Assises au bord de la route, les pieds pendants au revers du fossé, Delphine et Marinette caressaient un gros mouton blanc que leur oncle Alfred, un jour qu’il était venu à la ferme, leur avait donné. Il posait sa tête tantôt sur les genoux de l’une, tantôt sur les genoux de l’autre et ils chantaient tous les trois une petite chanson qui commençait ainsi : « Y a un rosier dans mon jardin ». Cependant, les parents vaquaient dans la cour au milieu des bêtes de la ferme et paraissaient fort mal disposés à l’égard du mouton. Ils le regardaient de travers et disaient entre leurs dents qu’il faisait perdre leur temps aux petites et qu’elles eussent été mieux à faire du ménage et à ourler des torchons qu’à jouer sans cesse avec cette sale bête.

« Si jamais quelqu’un nous débarrasse de ce gros frisé, il sera le bienvenu. »

Il était midi moins 20 et la cheminée de la ferme fumait. Tandis que les parents marmonnaient ainsi, apparut au détour de la route un soldat qui s’en allait à la guerre, monté sur un fier cheval noir. Voyant qu’il y avait du monde pour le regarder passer, il voulut faire caracoler sa monture afin de paraître à son avantage, mais au lieu de lui obéir le cheval noir s’arrêta pile et lui dit en tournant la tête : « Qu’est-ce qui vous prend, vous, là-haut ? Vous trouvez sans doute que ce n’est pas assez d’aller par les chemins sous un soleil de plomb avec, sur mon dos, un ivrogne mal affermi ? Il vous faut encore des gambades ? Eh bien, moi, je vous avertis…

— Attends un peu, maudite carne ! coupa le soldat. Je m’en vais t’arranger d’une façon à te remettre dans l’obéissance. »

Aussitôt, il enfonça ses éperons dans les flancs de l’animal et tira brutalement sur la bride.
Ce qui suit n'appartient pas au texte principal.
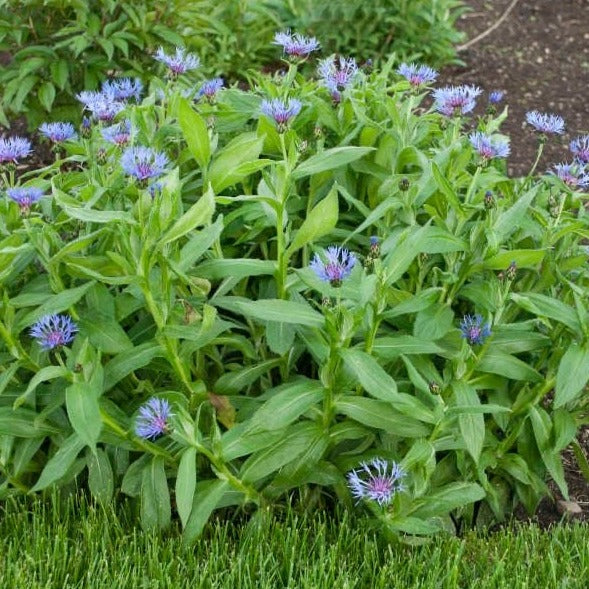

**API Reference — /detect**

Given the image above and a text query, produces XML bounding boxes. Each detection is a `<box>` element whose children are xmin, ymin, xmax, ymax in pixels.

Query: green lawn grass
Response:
<box><xmin>0</xmin><ymin>499</ymin><xmax>589</xmax><ymax>589</ymax></box>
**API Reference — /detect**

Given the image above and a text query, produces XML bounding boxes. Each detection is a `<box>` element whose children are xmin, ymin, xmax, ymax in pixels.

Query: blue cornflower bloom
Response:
<box><xmin>433</xmin><ymin>86</ymin><xmax>482</xmax><ymax>117</ymax></box>
<box><xmin>0</xmin><ymin>137</ymin><xmax>33</xmax><ymax>164</ymax></box>
<box><xmin>273</xmin><ymin>30</ymin><xmax>320</xmax><ymax>57</ymax></box>
<box><xmin>102</xmin><ymin>78</ymin><xmax>143</xmax><ymax>102</ymax></box>
<box><xmin>6</xmin><ymin>186</ymin><xmax>43</xmax><ymax>212</ymax></box>
<box><xmin>39</xmin><ymin>123</ymin><xmax>77</xmax><ymax>143</ymax></box>
<box><xmin>155</xmin><ymin>47</ymin><xmax>200</xmax><ymax>76</ymax></box>
<box><xmin>317</xmin><ymin>56</ymin><xmax>358</xmax><ymax>102</ymax></box>
<box><xmin>468</xmin><ymin>131</ymin><xmax>510</xmax><ymax>160</ymax></box>
<box><xmin>460</xmin><ymin>315</ymin><xmax>491</xmax><ymax>345</ymax></box>
<box><xmin>121</xmin><ymin>145</ymin><xmax>168</xmax><ymax>181</ymax></box>
<box><xmin>101</xmin><ymin>119</ymin><xmax>131</xmax><ymax>147</ymax></box>
<box><xmin>569</xmin><ymin>135</ymin><xmax>589</xmax><ymax>164</ymax></box>
<box><xmin>489</xmin><ymin>90</ymin><xmax>505</xmax><ymax>104</ymax></box>
<box><xmin>397</xmin><ymin>63</ymin><xmax>438</xmax><ymax>86</ymax></box>
<box><xmin>147</xmin><ymin>182</ymin><xmax>164</xmax><ymax>198</ymax></box>
<box><xmin>260</xmin><ymin>98</ymin><xmax>303</xmax><ymax>133</ymax></box>
<box><xmin>30</xmin><ymin>315</ymin><xmax>78</xmax><ymax>350</ymax></box>
<box><xmin>135</xmin><ymin>397</ymin><xmax>172</xmax><ymax>439</ymax></box>
<box><xmin>310</xmin><ymin>245</ymin><xmax>356</xmax><ymax>286</ymax></box>
<box><xmin>348</xmin><ymin>458</ymin><xmax>407</xmax><ymax>507</ymax></box>
<box><xmin>197</xmin><ymin>78</ymin><xmax>225</xmax><ymax>100</ymax></box>
<box><xmin>526</xmin><ymin>110</ymin><xmax>564</xmax><ymax>135</ymax></box>
<box><xmin>550</xmin><ymin>163</ymin><xmax>589</xmax><ymax>188</ymax></box>
<box><xmin>76</xmin><ymin>90</ymin><xmax>125</xmax><ymax>122</ymax></box>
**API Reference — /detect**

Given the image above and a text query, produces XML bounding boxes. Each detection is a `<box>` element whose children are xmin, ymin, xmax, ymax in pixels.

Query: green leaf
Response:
<box><xmin>49</xmin><ymin>59</ymin><xmax>69</xmax><ymax>90</ymax></box>
<box><xmin>383</xmin><ymin>227</ymin><xmax>428</xmax><ymax>285</ymax></box>
<box><xmin>335</xmin><ymin>397</ymin><xmax>430</xmax><ymax>438</ymax></box>
<box><xmin>509</xmin><ymin>292</ymin><xmax>581</xmax><ymax>332</ymax></box>
<box><xmin>292</xmin><ymin>145</ymin><xmax>374</xmax><ymax>180</ymax></box>
<box><xmin>176</xmin><ymin>448</ymin><xmax>196</xmax><ymax>528</ymax></box>
<box><xmin>372</xmin><ymin>335</ymin><xmax>442</xmax><ymax>360</ymax></box>
<box><xmin>17</xmin><ymin>280</ymin><xmax>95</xmax><ymax>331</ymax></box>
<box><xmin>160</xmin><ymin>184</ymin><xmax>215</xmax><ymax>246</ymax></box>
<box><xmin>178</xmin><ymin>98</ymin><xmax>211</xmax><ymax>170</ymax></box>
<box><xmin>178</xmin><ymin>215</ymin><xmax>223</xmax><ymax>272</ymax></box>
<box><xmin>213</xmin><ymin>358</ymin><xmax>281</xmax><ymax>395</ymax></box>
<box><xmin>141</xmin><ymin>456</ymin><xmax>172</xmax><ymax>530</ymax></box>
<box><xmin>477</xmin><ymin>348</ymin><xmax>542</xmax><ymax>382</ymax></box>
<box><xmin>208</xmin><ymin>133</ymin><xmax>262</xmax><ymax>194</ymax></box>
<box><xmin>104</xmin><ymin>342</ymin><xmax>163</xmax><ymax>391</ymax></box>
<box><xmin>412</xmin><ymin>482</ymin><xmax>485</xmax><ymax>519</ymax></box>
<box><xmin>14</xmin><ymin>366</ymin><xmax>71</xmax><ymax>409</ymax></box>
<box><xmin>0</xmin><ymin>407</ymin><xmax>61</xmax><ymax>438</ymax></box>
<box><xmin>195</xmin><ymin>258</ymin><xmax>276</xmax><ymax>280</ymax></box>
<box><xmin>31</xmin><ymin>433</ymin><xmax>86</xmax><ymax>492</ymax></box>
<box><xmin>65</xmin><ymin>383</ymin><xmax>102</xmax><ymax>448</ymax></box>
<box><xmin>240</xmin><ymin>422</ymin><xmax>322</xmax><ymax>483</ymax></box>
<box><xmin>216</xmin><ymin>297</ymin><xmax>325</xmax><ymax>327</ymax></box>
<box><xmin>286</xmin><ymin>186</ymin><xmax>339</xmax><ymax>258</ymax></box>
<box><xmin>554</xmin><ymin>344</ymin><xmax>589</xmax><ymax>408</ymax></box>
<box><xmin>493</xmin><ymin>185</ymin><xmax>539</xmax><ymax>243</ymax></box>
<box><xmin>78</xmin><ymin>313</ymin><xmax>133</xmax><ymax>354</ymax></box>
<box><xmin>250</xmin><ymin>379</ymin><xmax>325</xmax><ymax>430</ymax></box>
<box><xmin>340</xmin><ymin>349</ymin><xmax>397</xmax><ymax>401</ymax></box>
<box><xmin>266</xmin><ymin>321</ymin><xmax>296</xmax><ymax>356</ymax></box>
<box><xmin>452</xmin><ymin>381</ymin><xmax>485</xmax><ymax>464</ymax></box>
<box><xmin>419</xmin><ymin>227</ymin><xmax>468</xmax><ymax>254</ymax></box>
<box><xmin>484</xmin><ymin>250</ymin><xmax>546</xmax><ymax>270</ymax></box>
<box><xmin>87</xmin><ymin>448</ymin><xmax>114</xmax><ymax>503</ymax></box>
<box><xmin>431</xmin><ymin>161</ymin><xmax>463</xmax><ymax>216</ymax></box>
<box><xmin>37</xmin><ymin>82</ymin><xmax>55</xmax><ymax>112</ymax></box>
<box><xmin>182</xmin><ymin>480</ymin><xmax>229</xmax><ymax>546</ymax></box>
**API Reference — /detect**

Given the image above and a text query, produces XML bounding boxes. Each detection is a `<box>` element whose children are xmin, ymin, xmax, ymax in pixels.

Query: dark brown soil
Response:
<box><xmin>441</xmin><ymin>0</ymin><xmax>589</xmax><ymax>526</ymax></box>
<box><xmin>442</xmin><ymin>0</ymin><xmax>589</xmax><ymax>175</ymax></box>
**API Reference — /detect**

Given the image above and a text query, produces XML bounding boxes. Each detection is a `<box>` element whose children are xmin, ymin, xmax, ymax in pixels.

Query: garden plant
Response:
<box><xmin>0</xmin><ymin>0</ymin><xmax>463</xmax><ymax>128</ymax></box>
<box><xmin>0</xmin><ymin>32</ymin><xmax>589</xmax><ymax>543</ymax></box>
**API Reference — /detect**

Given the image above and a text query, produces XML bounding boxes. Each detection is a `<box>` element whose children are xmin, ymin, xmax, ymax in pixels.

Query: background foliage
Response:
<box><xmin>0</xmin><ymin>0</ymin><xmax>462</xmax><ymax>127</ymax></box>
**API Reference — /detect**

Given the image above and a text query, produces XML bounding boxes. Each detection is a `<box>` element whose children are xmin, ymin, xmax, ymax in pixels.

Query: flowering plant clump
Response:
<box><xmin>31</xmin><ymin>315</ymin><xmax>78</xmax><ymax>350</ymax></box>
<box><xmin>0</xmin><ymin>36</ymin><xmax>589</xmax><ymax>543</ymax></box>
<box><xmin>468</xmin><ymin>131</ymin><xmax>510</xmax><ymax>160</ymax></box>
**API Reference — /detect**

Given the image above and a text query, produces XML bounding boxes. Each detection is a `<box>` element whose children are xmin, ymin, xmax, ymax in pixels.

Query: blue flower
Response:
<box><xmin>30</xmin><ymin>315</ymin><xmax>78</xmax><ymax>350</ymax></box>
<box><xmin>273</xmin><ymin>30</ymin><xmax>320</xmax><ymax>57</ymax></box>
<box><xmin>39</xmin><ymin>123</ymin><xmax>77</xmax><ymax>143</ymax></box>
<box><xmin>468</xmin><ymin>131</ymin><xmax>510</xmax><ymax>160</ymax></box>
<box><xmin>460</xmin><ymin>315</ymin><xmax>491</xmax><ymax>345</ymax></box>
<box><xmin>197</xmin><ymin>78</ymin><xmax>225</xmax><ymax>100</ymax></box>
<box><xmin>102</xmin><ymin>78</ymin><xmax>143</xmax><ymax>102</ymax></box>
<box><xmin>317</xmin><ymin>56</ymin><xmax>358</xmax><ymax>102</ymax></box>
<box><xmin>550</xmin><ymin>163</ymin><xmax>589</xmax><ymax>188</ymax></box>
<box><xmin>397</xmin><ymin>63</ymin><xmax>438</xmax><ymax>86</ymax></box>
<box><xmin>155</xmin><ymin>47</ymin><xmax>200</xmax><ymax>76</ymax></box>
<box><xmin>526</xmin><ymin>110</ymin><xmax>564</xmax><ymax>135</ymax></box>
<box><xmin>310</xmin><ymin>245</ymin><xmax>356</xmax><ymax>286</ymax></box>
<box><xmin>121</xmin><ymin>146</ymin><xmax>168</xmax><ymax>181</ymax></box>
<box><xmin>348</xmin><ymin>458</ymin><xmax>407</xmax><ymax>506</ymax></box>
<box><xmin>433</xmin><ymin>86</ymin><xmax>482</xmax><ymax>117</ymax></box>
<box><xmin>0</xmin><ymin>137</ymin><xmax>33</xmax><ymax>164</ymax></box>
<box><xmin>6</xmin><ymin>186</ymin><xmax>43</xmax><ymax>212</ymax></box>
<box><xmin>135</xmin><ymin>397</ymin><xmax>172</xmax><ymax>440</ymax></box>
<box><xmin>101</xmin><ymin>119</ymin><xmax>131</xmax><ymax>147</ymax></box>
<box><xmin>489</xmin><ymin>90</ymin><xmax>505</xmax><ymax>104</ymax></box>
<box><xmin>569</xmin><ymin>135</ymin><xmax>589</xmax><ymax>164</ymax></box>
<box><xmin>76</xmin><ymin>90</ymin><xmax>125</xmax><ymax>122</ymax></box>
<box><xmin>260</xmin><ymin>98</ymin><xmax>303</xmax><ymax>132</ymax></box>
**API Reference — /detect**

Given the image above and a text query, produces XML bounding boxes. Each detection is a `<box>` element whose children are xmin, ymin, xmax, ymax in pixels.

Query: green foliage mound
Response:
<box><xmin>0</xmin><ymin>46</ymin><xmax>589</xmax><ymax>543</ymax></box>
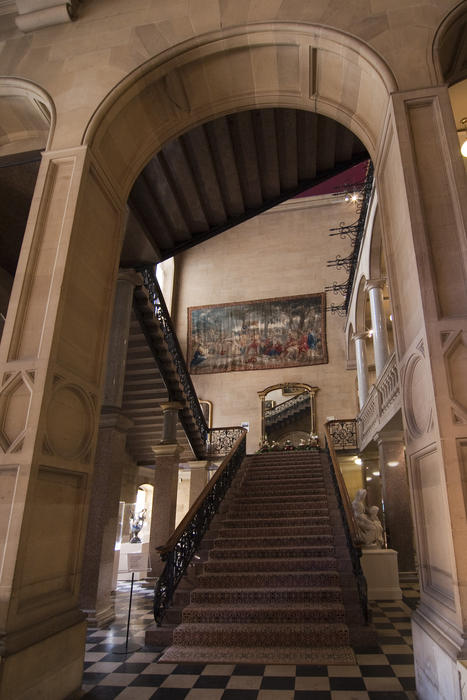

Le cheval se cabra, puis se mit à ruer si haut et si fort que le cavalier, passant par-dessus l’encolure, tomba à plat ventre au milieu de la route, dont il eut le menton et les mains écorchés et son bel uniforme tout souillé de poussière.

« Je vous avais prévenu, dit le cheval. Vous avez voulu que je caracole. Eh bien, j’ai caracolé. Vous voilà content. »

Le soldat, qui se dressait sur ses genoux, n’était pas d’humeur à entendre de tels propos. Mais lorsqu’il vit s’approcher et faire le cercle autour de lui les parents, Delphine, Marinette, le mouton et toutes les bêtes de la ferme, l’humiliation le rendit furieux et, tirant alors son grand sabre, il voulut se jeter sur son cheval pour lui plonger la lame dans le poitrail. Par bonheur, les parents purent s’interposer à temps et le persuadèrent de renoncer à sa vengeance.